The biggest difference between the two is that the laser is a 2D machine, the router is 3D. If most of your work is 2D, then a laser is faster and easier to use. My 60W Chinese laser can cut 1/4" plywood at 10mm/sec. (if yours doesn't, get it aligned) It leaves a charged edge, the amount depends on the material. If you want to do Acrylic, the edge comes out polished. One big advantage of the laser is that there is no tool pressure, so clamping is not a problem.
I also have a CNC router. If you want to do V-carving, the router is the way to go.
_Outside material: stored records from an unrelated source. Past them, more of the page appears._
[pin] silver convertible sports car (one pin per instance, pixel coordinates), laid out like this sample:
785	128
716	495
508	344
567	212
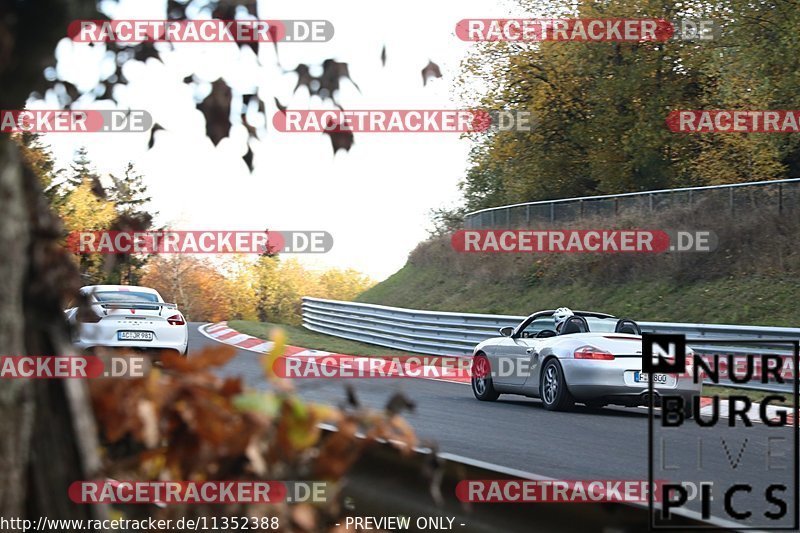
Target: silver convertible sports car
594	359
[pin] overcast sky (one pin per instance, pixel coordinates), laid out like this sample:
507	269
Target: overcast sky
374	200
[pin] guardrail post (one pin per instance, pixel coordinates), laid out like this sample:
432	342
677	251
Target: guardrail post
730	200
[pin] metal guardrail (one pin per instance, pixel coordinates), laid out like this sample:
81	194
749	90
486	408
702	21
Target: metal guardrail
444	333
779	196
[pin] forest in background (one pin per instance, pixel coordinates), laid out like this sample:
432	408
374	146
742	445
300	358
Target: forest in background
600	108
268	288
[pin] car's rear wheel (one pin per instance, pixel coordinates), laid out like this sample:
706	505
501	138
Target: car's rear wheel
482	386
553	387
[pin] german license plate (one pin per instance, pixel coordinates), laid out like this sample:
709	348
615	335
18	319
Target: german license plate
644	377
135	335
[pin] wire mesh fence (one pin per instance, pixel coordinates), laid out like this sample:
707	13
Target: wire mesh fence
778	196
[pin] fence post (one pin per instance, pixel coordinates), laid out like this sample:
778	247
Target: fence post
730	199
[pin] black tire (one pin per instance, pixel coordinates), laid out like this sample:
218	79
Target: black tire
553	389
482	386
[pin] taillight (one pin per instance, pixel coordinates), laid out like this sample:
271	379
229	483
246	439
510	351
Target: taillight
590	352
176	320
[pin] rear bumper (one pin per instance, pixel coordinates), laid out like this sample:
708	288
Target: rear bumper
165	338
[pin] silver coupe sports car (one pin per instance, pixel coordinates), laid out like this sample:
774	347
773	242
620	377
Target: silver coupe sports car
593	358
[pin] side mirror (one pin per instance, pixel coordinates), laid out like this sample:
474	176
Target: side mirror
507	331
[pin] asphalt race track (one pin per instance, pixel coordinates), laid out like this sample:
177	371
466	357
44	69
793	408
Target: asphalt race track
517	432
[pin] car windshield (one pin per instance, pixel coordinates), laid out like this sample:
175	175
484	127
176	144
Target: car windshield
125	296
601	325
597	325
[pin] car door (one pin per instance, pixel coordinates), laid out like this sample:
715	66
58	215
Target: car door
516	355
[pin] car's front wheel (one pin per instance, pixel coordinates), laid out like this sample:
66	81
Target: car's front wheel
482	386
553	387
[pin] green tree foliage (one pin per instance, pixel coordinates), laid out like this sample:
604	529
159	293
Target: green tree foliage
600	108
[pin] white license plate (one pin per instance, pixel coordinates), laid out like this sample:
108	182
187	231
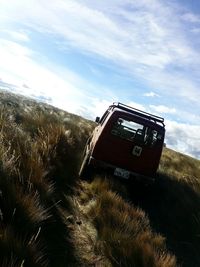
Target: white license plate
122	173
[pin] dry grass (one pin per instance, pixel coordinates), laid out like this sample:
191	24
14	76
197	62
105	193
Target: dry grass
50	218
124	233
39	160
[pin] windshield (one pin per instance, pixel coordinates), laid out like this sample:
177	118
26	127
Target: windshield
132	131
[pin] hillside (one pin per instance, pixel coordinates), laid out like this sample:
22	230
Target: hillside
49	217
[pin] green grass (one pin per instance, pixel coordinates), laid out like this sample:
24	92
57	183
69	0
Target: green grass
48	217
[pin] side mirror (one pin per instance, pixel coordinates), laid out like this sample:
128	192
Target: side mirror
97	120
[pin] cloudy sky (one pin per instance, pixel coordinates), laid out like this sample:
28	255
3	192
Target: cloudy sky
81	55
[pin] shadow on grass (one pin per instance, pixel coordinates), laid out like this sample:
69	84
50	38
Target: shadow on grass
173	208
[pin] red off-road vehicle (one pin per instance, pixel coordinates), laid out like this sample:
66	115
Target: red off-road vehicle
126	142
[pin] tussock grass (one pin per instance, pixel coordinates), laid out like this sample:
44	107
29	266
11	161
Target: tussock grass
124	233
50	218
39	163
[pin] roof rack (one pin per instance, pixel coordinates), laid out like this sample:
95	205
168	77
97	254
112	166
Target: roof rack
139	113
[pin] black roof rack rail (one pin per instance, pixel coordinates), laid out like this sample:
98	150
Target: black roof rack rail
138	112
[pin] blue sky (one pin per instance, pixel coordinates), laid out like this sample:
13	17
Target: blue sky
81	55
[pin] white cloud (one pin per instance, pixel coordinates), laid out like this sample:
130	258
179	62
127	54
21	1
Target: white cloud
151	94
163	109
191	17
183	137
20	36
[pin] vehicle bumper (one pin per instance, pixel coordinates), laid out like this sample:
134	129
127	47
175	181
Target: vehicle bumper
103	166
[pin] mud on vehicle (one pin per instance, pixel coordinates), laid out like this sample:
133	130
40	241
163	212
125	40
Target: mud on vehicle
127	142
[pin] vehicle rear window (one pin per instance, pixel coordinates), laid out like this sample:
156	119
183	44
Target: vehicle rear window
133	131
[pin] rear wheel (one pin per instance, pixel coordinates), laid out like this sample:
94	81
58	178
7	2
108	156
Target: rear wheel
85	169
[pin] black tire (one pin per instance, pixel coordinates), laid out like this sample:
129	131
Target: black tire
85	169
84	172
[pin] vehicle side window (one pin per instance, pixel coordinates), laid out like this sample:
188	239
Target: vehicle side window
133	131
128	130
103	118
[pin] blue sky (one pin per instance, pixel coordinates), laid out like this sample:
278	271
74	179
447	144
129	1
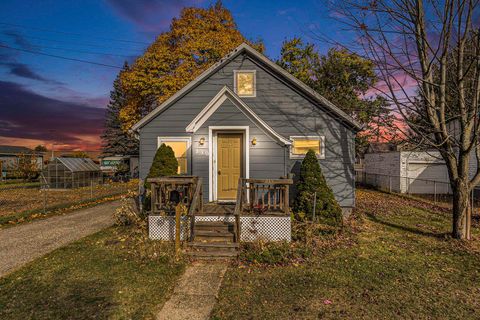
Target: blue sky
38	93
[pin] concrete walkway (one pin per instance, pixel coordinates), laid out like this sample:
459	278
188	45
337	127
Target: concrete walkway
22	244
196	292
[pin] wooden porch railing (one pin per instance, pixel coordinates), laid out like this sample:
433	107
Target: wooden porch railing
261	196
168	192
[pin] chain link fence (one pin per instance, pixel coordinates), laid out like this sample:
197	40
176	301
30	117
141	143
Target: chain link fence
22	200
438	192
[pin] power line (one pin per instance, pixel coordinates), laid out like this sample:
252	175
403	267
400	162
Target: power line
61	57
71	33
82	51
11	34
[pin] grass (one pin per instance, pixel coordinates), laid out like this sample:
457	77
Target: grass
399	263
107	275
24	204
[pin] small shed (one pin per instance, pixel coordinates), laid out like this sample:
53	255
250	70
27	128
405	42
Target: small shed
64	173
417	172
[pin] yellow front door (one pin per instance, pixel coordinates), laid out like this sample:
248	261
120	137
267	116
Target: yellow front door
229	164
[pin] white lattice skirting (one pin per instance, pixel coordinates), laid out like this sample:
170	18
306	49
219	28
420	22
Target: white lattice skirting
163	228
251	228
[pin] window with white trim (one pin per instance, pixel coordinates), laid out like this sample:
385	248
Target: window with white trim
301	145
245	83
180	147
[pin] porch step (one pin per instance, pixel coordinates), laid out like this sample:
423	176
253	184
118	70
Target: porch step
213	236
213	246
207	255
217	226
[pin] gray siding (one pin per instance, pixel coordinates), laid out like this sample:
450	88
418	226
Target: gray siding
278	104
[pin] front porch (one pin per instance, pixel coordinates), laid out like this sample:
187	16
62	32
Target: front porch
261	211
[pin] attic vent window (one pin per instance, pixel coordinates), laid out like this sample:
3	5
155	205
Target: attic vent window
245	83
301	145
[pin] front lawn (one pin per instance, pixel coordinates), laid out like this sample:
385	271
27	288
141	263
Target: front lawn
18	205
110	274
399	263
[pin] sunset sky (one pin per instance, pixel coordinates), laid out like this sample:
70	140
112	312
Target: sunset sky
55	100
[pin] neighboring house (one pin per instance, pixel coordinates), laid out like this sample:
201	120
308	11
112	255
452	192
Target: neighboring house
247	117
9	156
109	164
398	169
66	173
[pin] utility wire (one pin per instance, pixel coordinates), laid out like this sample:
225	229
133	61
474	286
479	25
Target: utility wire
60	57
71	33
11	34
83	51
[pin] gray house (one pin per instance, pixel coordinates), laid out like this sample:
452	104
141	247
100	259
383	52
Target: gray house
247	117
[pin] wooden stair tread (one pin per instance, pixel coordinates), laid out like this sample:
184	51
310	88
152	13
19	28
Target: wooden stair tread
206	254
213	233
213	223
200	244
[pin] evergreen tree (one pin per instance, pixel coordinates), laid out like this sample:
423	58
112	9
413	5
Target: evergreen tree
115	139
312	180
164	163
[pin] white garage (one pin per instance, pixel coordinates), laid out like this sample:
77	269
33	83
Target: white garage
416	172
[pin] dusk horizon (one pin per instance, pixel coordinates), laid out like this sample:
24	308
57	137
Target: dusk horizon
59	60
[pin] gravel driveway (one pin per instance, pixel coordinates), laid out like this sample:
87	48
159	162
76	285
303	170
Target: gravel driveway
22	244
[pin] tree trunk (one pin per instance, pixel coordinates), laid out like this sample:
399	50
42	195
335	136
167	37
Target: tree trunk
461	208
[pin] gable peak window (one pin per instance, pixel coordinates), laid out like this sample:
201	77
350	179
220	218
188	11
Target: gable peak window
245	83
301	145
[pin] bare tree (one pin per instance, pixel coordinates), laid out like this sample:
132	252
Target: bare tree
428	59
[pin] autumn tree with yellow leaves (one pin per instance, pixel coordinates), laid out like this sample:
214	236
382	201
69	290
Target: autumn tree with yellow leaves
196	40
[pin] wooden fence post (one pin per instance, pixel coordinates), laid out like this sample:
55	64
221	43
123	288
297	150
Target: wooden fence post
178	213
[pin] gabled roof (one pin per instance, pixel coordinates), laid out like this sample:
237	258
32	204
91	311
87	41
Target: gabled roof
224	94
229	57
79	164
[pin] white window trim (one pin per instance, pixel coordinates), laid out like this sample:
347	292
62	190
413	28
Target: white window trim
212	155
188	140
317	138
254	83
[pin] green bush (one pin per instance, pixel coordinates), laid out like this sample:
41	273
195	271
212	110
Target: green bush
164	164
311	180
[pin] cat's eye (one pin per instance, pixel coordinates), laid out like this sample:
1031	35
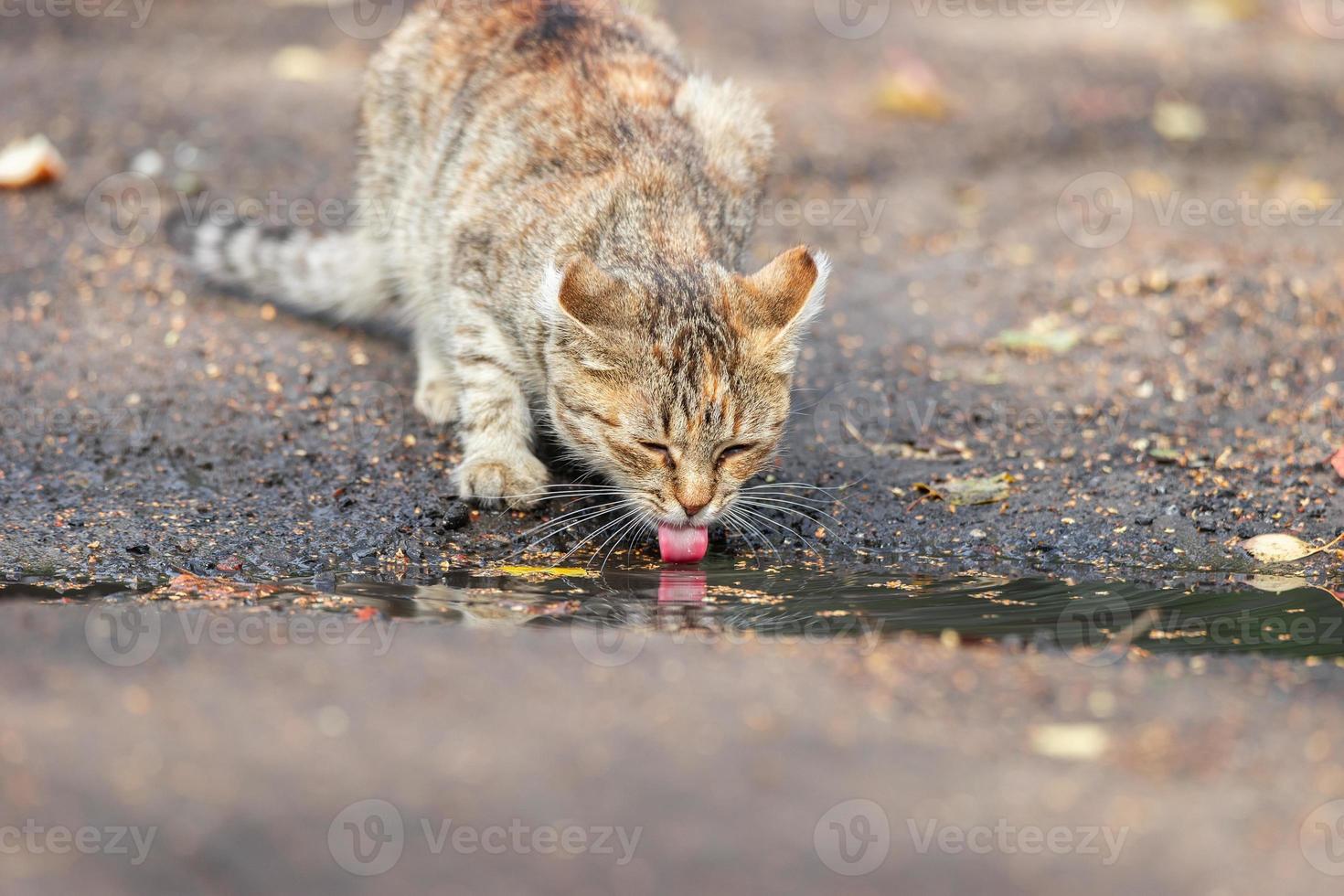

The router also handles thicker materials and materials like PVC and polycarbonate. Beware of flimsy routers. There are a lot of CNC routers being sold that are simply too flimsy. Routers produce a lot of tool pressure. your machine must be able to handle it without chattering.


----------



## RainMan 2.0 (May 6, 2014)

Found one of my videos to provide an example of 6mm plexi being engraved and cut with a laser . It can cut 12mm , but not very well . 
I wasn't sure what the wood was for that you needed cut , but for model aitplanes I can't see where a router could work as there's tons of small right angles involved . 

https://m.youtube.com/watch?v=1xQZ9IrLrrY


----------



## jw2170 (Jan 24, 2008)

G'day Alan, welcome to the forum.


----------



## Scottart (Jan 8, 2015)

jezter6 said:


> Thanks Keith.
> 
> I'm definitely not in the $7k market for a hobby/craft machine as of yet. If my wife's Etsy store kicks off and starts to sell some pieces we'll make with the first machine, then the investment could pay off.
> 
> ...


OK, yes I am a Shark owner and Fan. A great machine for Hobby and small business, my shark paid for itself quickly and just bought me a new 8 CNCrouterparts Pro 4896. But the shark did many projects over the 24 x 24 inch cutting surface. ( look into tiling). as stated elsewhere.. the biggest difference is 3 D vs 2d. Post your Store Link so we can see what you are trying to Make so we can comment on how it would play in our Machines.


----------



## jezter6 (Mar 30, 2015)

I can't post links yet.

BIRDandMOOSEsupply is not our shop, but are the exact type of items we buy from our local laser guy. Basically wood hexagons, triangles, chevrons.

My concern may be the tightness of getting a sharp corner on things like that with a CNC machine using a round bit.


----------



## fixtureman (Jul 5, 2012)

Take a look at automation technologies FLS has a lot of bad reviews and Boss seems to high of a price.


----------



## jezter6 (Mar 30, 2015)

Thanks fixtureman.

Based on what I've been reading over the last 3-4 days, I'm thinking I'm in for a newbie CNC router.

Cost is a factor on almost all laser machines. While it would reduce my raw materials cost (if I can't manage to replicate the cuts with a router, and I think I can) - I just can't think of enough I'd really want to do with a laser other than cutting shapes out of plywood and some basic engraving.

But for $1500 (right now I'm looking at an X-Carve type semi-DIY unit) I could get up and running and making some things that would pay off better in the long run.

I'd be down with a Shark...but I just don't know that I can really justify the cost out of the box. At least with a DIY unit I can play with some less advanced free/cheap software to get my learning curve up. But the shark comes bundled out of the gate with almost $1000 in software alone.

The proprietary nature of it seems troublesome when I'm thinking replacement parts. I like the the "open source" of the build it yourself stuff...minus the fact of having to actually put the thing together.


----------



## copythat (Oct 16, 2016)

Alan, did you eventually buy the x-Carve? I only ask because I am now considering purchasing one.


----------